精神科看護師として働いていた時の衝撃的事件簿⑥その後眼鏡代は病院が負担してくれましたって話。

前話: 精神科看護師として働いていた時の衝撃的事件簿⑤人を嫌うときは必ず自分の心に問題があるって話。
次話: 精神科看護師として働いていた時の衝撃的事件簿⑦仕事の時はバンダナ必須で、ぜったい外しませんという話。

それは朝方の保護室で起こった。

その部屋には前日入院した統合失調症の急性期の患者さんが休んでいました。

[統合失調症の急性期:統合失調症の患者は周囲への安心感が希薄であるため、入院当初スタッフを信頼してないことが多い。

頭の中は妄想と幻覚で混乱してる上、不安感でいっぱい。

人間は不安感が強く周囲を信頼できない時、自分の身を守ろうと周囲に対して攻撃的になる]

そんな状態の患者の側に行くのは看護師もいつ何をされるかと不安です。

しかしその不安感は患者に伝わるので、出来るだけ気持ちを整えてから患者さんの元に行くようにします。

けど、そんなのお構いなしに中には問答無用に襲ってくるやつもいます。

患者さんは一晩良く眠り、朝方目覚めた様なので俺は採血する為保護室に入りました。

患者は「やだ、やりたくない」と拒否したので速攻あきらめ、一度保護室から出ようと扉を開けたその瞬間!

「レンズはずせ!山崎だろお前!扉全開!全開にしろって!!!」

と大声で叫び出しこっちに向かってきました!


「山崎ってだれよ?!」

と思いながらどう止めようか迷ってる内、俺に体当たりしてきました。

鉄の扉に頭打ちながら前室に吹っ飛ばされた俺。

患者はどうやら眼鏡に妄想が絡んでるようで執拗に眼鏡を狙ってました。

俺は昔空手をやってたので、反射的に殴っちまおうかと思ったけどそんな事したら一発で首なので出来ません。

避けるか防ぐしかないので圧倒的に不利なんだけど、患者に怪我させる訳にいきません。

避けきれず眼鏡が吹っ飛ぶと、患者は俺の眼鏡を何度も踏みつけた後手で拾い丁寧に丁寧に折っていきました。

ぽきっ、ぱきっ、ぽきっ、ぱきっ、ぽきっ、ぱきっ・・・

スローモーで聞こえるその音は俺をとってもせつなくしました。

ああ・・・お気に入りの眼鏡が・・・


患者は一向に落ちつかず、後ろから抑えてるのに人の眼鏡折って保護室に戻らないでいました。

どうしたもんかと考えてた時、同僚の後輩の女の子が患者の声を聞いて前室に入ってきました。

患者はそれに反応して再び暴れだし、後輩に襲おうとしました。

やばいと思い前から抑え込んだけど、リミットの外れた人間の力はすごく、やられ放題殴られ蹴られました。

後輩も患者を保護室に戻そうと近づき腹を蹴られました。

けど後輩は蹴られてもなお怯まず、冷静に保護室の扉を開け再び患者の元に近づこうとしてました。
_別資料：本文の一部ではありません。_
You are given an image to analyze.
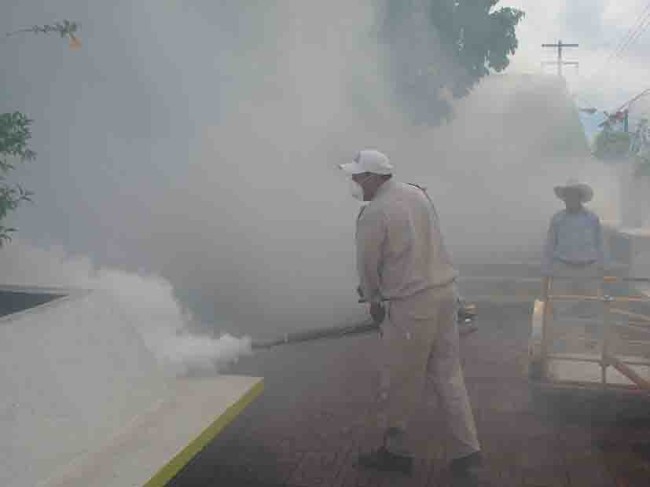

そんな姿を見て「こいつも精神科看護師として成長したなあ」とふと冷静に思いながら格闘してると、患者は後輩の腹をさらに蹴りました。

さすがに切れた。

患者を引きずり倒しそのまま部屋まで引っ張ってマットに放り投げた。

今思うと怪我させんで良かった。

後輩曰くこの時俺すごい形相だったそうだ。

久しぶりに患者にまじ切れしてしまった。

詰所に戻って顔見るとあざはあるし、顔張れてるし、切り傷できるしとすごいことになってました。

身体中痛くてじんじんしてた。

ぐったりしながらドクター呼ぶと「俺も眼鏡掛けてるから中に入れないなあ」とずっとモニターの前に立ってた。

・・・って、おいっ!

心の中で突っ込んでたが結局日勤のスタッフが来てから5,6人で部屋に入り抑制し点滴した。

うーん、俺って殴られ損。

でもちょっと嬉しかったのが、俺の姿見て他の患者さんもスタッフもみんなとっても心配してくれた。

そんだけひどい様子だったらしい。

みんないたわってくれるなら、たまには良いもんだ。

滅多にこんな経験出来無いので、仕事終わってから後輩と話が盛り上がり大笑いした。

去年入ったばかりの別の後輩は「私だったらそこまで面白がれません、2人とも頼もしいですね」と言ってくれた。

俺も後輩も成長したるんだなぁと思ったできごとでした。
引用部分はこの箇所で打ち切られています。